Le Louvre ne se résume pas, et c’est heureux, à l’antenne de Lens ou à ses projets américains. Il serait injuste de ne pas reconnaître que la politique du musée est, sur de nombreux sujets, excellente. Les lecteurs attentifs de La Tribune de l’Art savent bien qu’à côté de quelques articles rageurs - que nous ne renions pas - le site rend compte, fréquemment, de la vie du musée, de ses acquisitions, de ses expositions, de ses restaurations, qui sont souvent de très grande qualité. Il est juste donc de consacrer au moins un éditorial pour détailler, de manière non forcément exhaustive, quelques unes de ces réalisations qui font du Louvre un des musées les plus actifs et des plus ambitieux du monde.
Tout d’abord, l’accueil des visiteurs a été nettement amélioré. La longue file d’attente qui obligeait les touristes à patienter des heures à l’extérieur, qu’il pleuve ou qu’il vente, n’existe plus. Sa disparition n’était pas une mince affaire. L’entrée était prévue à l’origine pour 4,5 millions de visiteurs par an. Ils sont aujourd’hui près de 6 millions. Il a fallu augmenter le nombre de bornes distribuant les tickets, mieux gérer l’ouverture des caisses sous la pyramide et affecter de nouveaux agents à l’accueil1. Le résultat est là : on n’attend plus pour pénétrer dans le Louvre. L’entrée unique, principe qui avait été très contesté, a vécu depuis déjà longtemps : à l’entrée du pavillon de Flore s’ajouteront probablement dans un avenir proche d’autres accès actuellement à l’étude.
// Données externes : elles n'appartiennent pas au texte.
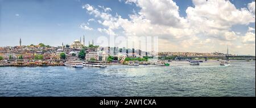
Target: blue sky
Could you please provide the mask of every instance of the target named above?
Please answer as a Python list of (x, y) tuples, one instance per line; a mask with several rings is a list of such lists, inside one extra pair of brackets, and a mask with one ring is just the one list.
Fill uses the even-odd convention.
[[(192, 1), (174, 0), (173, 1), (179, 7), (179, 18), (184, 18), (187, 19), (187, 13), (186, 10), (188, 7), (194, 8), (195, 7), (195, 5)], [(236, 6), (236, 9), (241, 10), (242, 8), (247, 9), (247, 5), (255, 1), (234, 0), (229, 1)], [(100, 36), (108, 35), (104, 32), (99, 32), (97, 28), (108, 29), (109, 27), (97, 22), (97, 20), (102, 22), (104, 20), (101, 18), (96, 17), (93, 14), (89, 14), (88, 10), (82, 8), (82, 6), (88, 4), (100, 11), (102, 10), (98, 6), (109, 7), (112, 11), (109, 11), (108, 14), (113, 15), (113, 17), (117, 14), (123, 19), (127, 19), (128, 20), (131, 20), (132, 19), (130, 18), (129, 15), (138, 14), (139, 13), (143, 13), (147, 11), (144, 10), (143, 11), (142, 10), (141, 7), (144, 6), (142, 4), (143, 3), (139, 2), (137, 4), (132, 2), (128, 3), (128, 2), (126, 2), (125, 0), (0, 0), (0, 38), (1, 39), (0, 46), (18, 45), (20, 38), (22, 39), (23, 45), (37, 44), (39, 43), (43, 43), (46, 44), (57, 46), (61, 45), (62, 42), (64, 44), (70, 44), (75, 39), (79, 39), (80, 37), (82, 36), (84, 34), (85, 35), (85, 41), (87, 45), (89, 40), (95, 40)], [(154, 9), (154, 7), (152, 7), (151, 10)], [(135, 11), (135, 13), (134, 11)], [(147, 16), (146, 16), (145, 19), (147, 19)], [(89, 22), (88, 20), (91, 18), (93, 18), (96, 21)], [(150, 18), (151, 18), (149, 17), (147, 19), (151, 20), (151, 22), (154, 22), (154, 19)], [(93, 30), (82, 29), (80, 27), (82, 23), (86, 23), (86, 26)], [(89, 23), (89, 24), (87, 23)], [(241, 23), (237, 23), (232, 24), (232, 26), (225, 31), (240, 32), (239, 35), (242, 37), (247, 32), (249, 27), (255, 28), (255, 22), (250, 22), (247, 24), (242, 23), (241, 24), (240, 24)], [(156, 22), (155, 25), (157, 26), (159, 24)], [(167, 26), (172, 28), (172, 25)], [(123, 33), (123, 31), (126, 32), (130, 31), (125, 30), (123, 27), (119, 27), (119, 28), (121, 28), (111, 30), (114, 31), (118, 35), (123, 35), (122, 33)], [(195, 31), (195, 30), (192, 31)], [(251, 32), (255, 34), (255, 30), (251, 31)], [(202, 34), (199, 33), (197, 35)], [(170, 36), (169, 37), (172, 36)], [(203, 41), (204, 41), (204, 39), (212, 40), (218, 37), (214, 36), (213, 38), (201, 38), (201, 36), (198, 35), (195, 36), (199, 38)], [(170, 39), (173, 38), (170, 38)], [(169, 38), (164, 37), (163, 39)], [(170, 40), (167, 39), (166, 40), (169, 41)], [(184, 41), (180, 39), (179, 41), (180, 41), (180, 43)], [(188, 41), (189, 40), (188, 40)], [(234, 47), (234, 50), (237, 50), (235, 49), (234, 47), (238, 48), (243, 45), (238, 41), (230, 41), (232, 44), (230, 45)], [(172, 42), (172, 41), (169, 41), (168, 43), (171, 43), (170, 45), (177, 44), (177, 43)], [(208, 45), (210, 46), (210, 45)], [(172, 49), (166, 48), (163, 51), (186, 51), (186, 49), (187, 49), (187, 51), (191, 52), (204, 51), (210, 52), (213, 52), (213, 51), (222, 51), (225, 48), (220, 49), (220, 45), (216, 45), (215, 48), (208, 47), (205, 49), (201, 49), (201, 48), (191, 49), (184, 46), (184, 50), (180, 51), (178, 48), (174, 48), (175, 46), (174, 46)], [(250, 45), (251, 47), (251, 45), (255, 49), (255, 43)], [(206, 49), (208, 49), (206, 51)], [(243, 54), (243, 51), (241, 49), (238, 49), (237, 51), (234, 52)], [(255, 52), (250, 53), (247, 52), (245, 53), (255, 55)]]

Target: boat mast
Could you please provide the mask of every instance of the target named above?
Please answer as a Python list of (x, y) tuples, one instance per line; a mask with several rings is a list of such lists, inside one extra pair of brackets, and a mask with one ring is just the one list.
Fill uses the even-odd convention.
[(229, 61), (229, 46), (227, 45), (228, 49), (226, 49), (226, 61)]

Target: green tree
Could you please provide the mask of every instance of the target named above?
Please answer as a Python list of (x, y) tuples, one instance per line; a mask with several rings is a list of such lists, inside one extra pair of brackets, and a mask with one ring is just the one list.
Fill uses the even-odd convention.
[(84, 51), (84, 49), (81, 50), (81, 51), (79, 53), (78, 57), (81, 59), (84, 59), (85, 58), (85, 52)]
[(73, 56), (76, 56), (76, 53), (72, 53)]
[(96, 59), (95, 59), (94, 58), (90, 58), (90, 61), (96, 61)]
[(98, 48), (99, 45), (93, 45), (93, 44), (89, 44), (88, 47), (89, 48)]
[(65, 45), (66, 48), (69, 48), (69, 47), (70, 47), (69, 45), (68, 45), (68, 44), (66, 44), (66, 45)]
[(46, 47), (46, 45), (44, 45), (43, 43), (40, 43), (38, 45), (40, 45), (40, 47)]
[(23, 59), (23, 57), (22, 56), (22, 55), (19, 56), (19, 59)]
[(60, 57), (61, 59), (66, 59), (66, 54), (64, 52), (61, 52), (60, 54)]
[(39, 60), (43, 60), (43, 55), (38, 55), (38, 59)]
[(35, 55), (34, 59), (35, 60), (43, 60), (43, 56), (42, 55)]
[(108, 57), (108, 60), (107, 60), (108, 61), (112, 62), (112, 61), (113, 61), (113, 60), (114, 60), (114, 57), (112, 56), (109, 56), (109, 57)]

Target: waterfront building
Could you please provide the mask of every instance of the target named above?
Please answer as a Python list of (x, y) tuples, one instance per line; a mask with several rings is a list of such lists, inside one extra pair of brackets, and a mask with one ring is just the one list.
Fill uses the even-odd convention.
[(94, 59), (96, 60), (98, 60), (99, 55), (97, 52), (90, 52), (86, 54), (85, 60), (90, 61), (91, 59)]
[(99, 52), (99, 61), (106, 62), (108, 61), (109, 55), (106, 53), (105, 51), (100, 51)]
[(79, 40), (76, 40), (71, 44), (71, 48), (73, 49), (82, 49), (83, 46)]

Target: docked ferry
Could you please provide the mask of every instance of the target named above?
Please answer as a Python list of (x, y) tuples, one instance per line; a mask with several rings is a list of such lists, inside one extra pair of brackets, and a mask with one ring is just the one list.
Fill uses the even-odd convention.
[(168, 63), (164, 63), (164, 62), (160, 62), (158, 61), (155, 63), (155, 65), (161, 65), (161, 66), (170, 66), (170, 64)]
[(67, 61), (64, 64), (66, 67), (72, 68), (84, 68), (82, 62), (76, 61)]
[(189, 61), (189, 64), (191, 65), (199, 65), (200, 64), (200, 61), (197, 60), (191, 60)]
[(102, 63), (101, 61), (88, 61), (84, 62), (83, 65), (84, 67), (92, 67), (98, 68), (106, 68), (107, 65)]
[(229, 61), (226, 60), (221, 60), (220, 63), (220, 65), (223, 66), (229, 66), (230, 65), (230, 63), (229, 63)]
[(135, 66), (138, 66), (139, 65), (139, 63), (137, 61), (130, 61), (129, 63), (128, 63), (129, 65), (135, 65)]

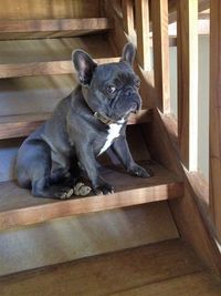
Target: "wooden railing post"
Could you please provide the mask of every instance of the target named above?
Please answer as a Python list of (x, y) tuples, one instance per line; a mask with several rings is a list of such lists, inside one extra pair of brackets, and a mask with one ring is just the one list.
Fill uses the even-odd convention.
[(198, 0), (178, 1), (178, 139), (183, 165), (198, 170)]
[(210, 1), (210, 210), (221, 239), (221, 1)]
[(151, 1), (151, 19), (157, 105), (161, 112), (170, 113), (168, 0)]
[(136, 32), (137, 32), (137, 60), (145, 71), (150, 70), (150, 42), (149, 42), (149, 3), (148, 0), (135, 0)]

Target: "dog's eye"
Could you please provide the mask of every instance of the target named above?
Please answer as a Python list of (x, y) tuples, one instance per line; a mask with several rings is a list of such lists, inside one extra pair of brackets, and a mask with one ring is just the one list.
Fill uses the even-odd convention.
[(116, 91), (116, 88), (114, 85), (108, 85), (107, 86), (107, 93), (113, 94)]
[(140, 80), (138, 78), (135, 79), (135, 86), (139, 89), (140, 86)]

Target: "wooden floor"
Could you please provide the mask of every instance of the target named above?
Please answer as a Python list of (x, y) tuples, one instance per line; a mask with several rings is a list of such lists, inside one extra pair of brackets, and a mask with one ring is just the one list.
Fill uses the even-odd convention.
[(180, 239), (0, 278), (1, 296), (218, 296), (221, 282)]
[(15, 182), (0, 183), (0, 229), (44, 222), (51, 218), (85, 214), (116, 207), (145, 204), (181, 197), (182, 182), (157, 163), (141, 162), (155, 176), (135, 177), (120, 167), (106, 169), (103, 176), (115, 187), (115, 193), (103, 196), (76, 197), (66, 201), (34, 198), (29, 190)]

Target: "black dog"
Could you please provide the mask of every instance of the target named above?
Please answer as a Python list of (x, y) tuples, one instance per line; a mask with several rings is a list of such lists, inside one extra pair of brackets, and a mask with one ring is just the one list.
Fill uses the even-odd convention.
[(95, 194), (112, 193), (113, 186), (101, 177), (96, 162), (108, 147), (128, 173), (139, 177), (152, 174), (134, 162), (125, 136), (130, 112), (141, 105), (139, 79), (131, 69), (134, 45), (125, 45), (118, 63), (97, 65), (82, 50), (75, 50), (72, 58), (81, 85), (59, 103), (18, 153), (19, 184), (32, 188), (34, 196), (69, 198), (81, 171)]

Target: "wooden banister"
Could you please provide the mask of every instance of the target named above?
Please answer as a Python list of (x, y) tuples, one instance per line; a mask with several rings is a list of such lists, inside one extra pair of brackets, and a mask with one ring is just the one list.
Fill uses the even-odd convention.
[(130, 35), (135, 29), (134, 27), (134, 1), (122, 0), (122, 12), (123, 12), (123, 25), (125, 32)]
[(210, 211), (221, 238), (221, 1), (210, 2)]
[(157, 105), (170, 113), (168, 0), (151, 1), (154, 73)]
[(137, 60), (145, 71), (150, 70), (150, 41), (149, 41), (149, 3), (148, 0), (135, 0)]
[(181, 161), (198, 163), (198, 0), (178, 1), (178, 140)]

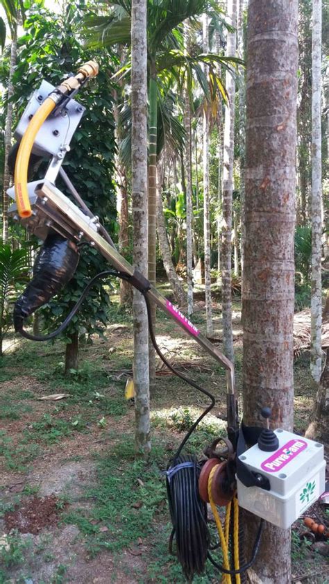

Autre point positif : le nombre de salles fermées a tendance à diminuer même si beaucoup reste encore à faire. En ont profité essentiellement les Sculptures et les Antiquités grecques et romaines. Cependant, certaines salles du département des Peintures, en particulier les peintures baroques italiennes et espagnoles (salles 15-25 et 27-31) ne sont ouvertes que deux jours par semaine, le jeudi et le samedi, ce qui est notoirement insuffisant. En 2001, selon les chiffres donnés par la direction du musée, le taux d’ouverture des salles était de 74%. Aujourd’hui, il serait de 88% et l’objectif en 2008 est d’obtenir près de 100% d’ouverture des salles, c’est-à-dire un Louvre ouvert entièrement, en permanence. Acceptons-en l’augure2.
Nous parlions au début de cet éditorial des expositions et des acquisitions. Les premières se succèdent sans interruption et sont en général d’un excellent niveau. Le Cabinet des dessins montre par roulement quelques-uns de ses fonds3 et l’on n’a jamais pu voir autant de dessins au Louvre. Le programme à venir n’est pas moins attractif (La France Romane bientôt, Girodet à l’automne, Ingres l’an prochain) et le musée ne craint pas de proposer des sujets a priori peu « grand public » (Primatice) au succès pour le moins aléatoire. Il est là dans son rôle.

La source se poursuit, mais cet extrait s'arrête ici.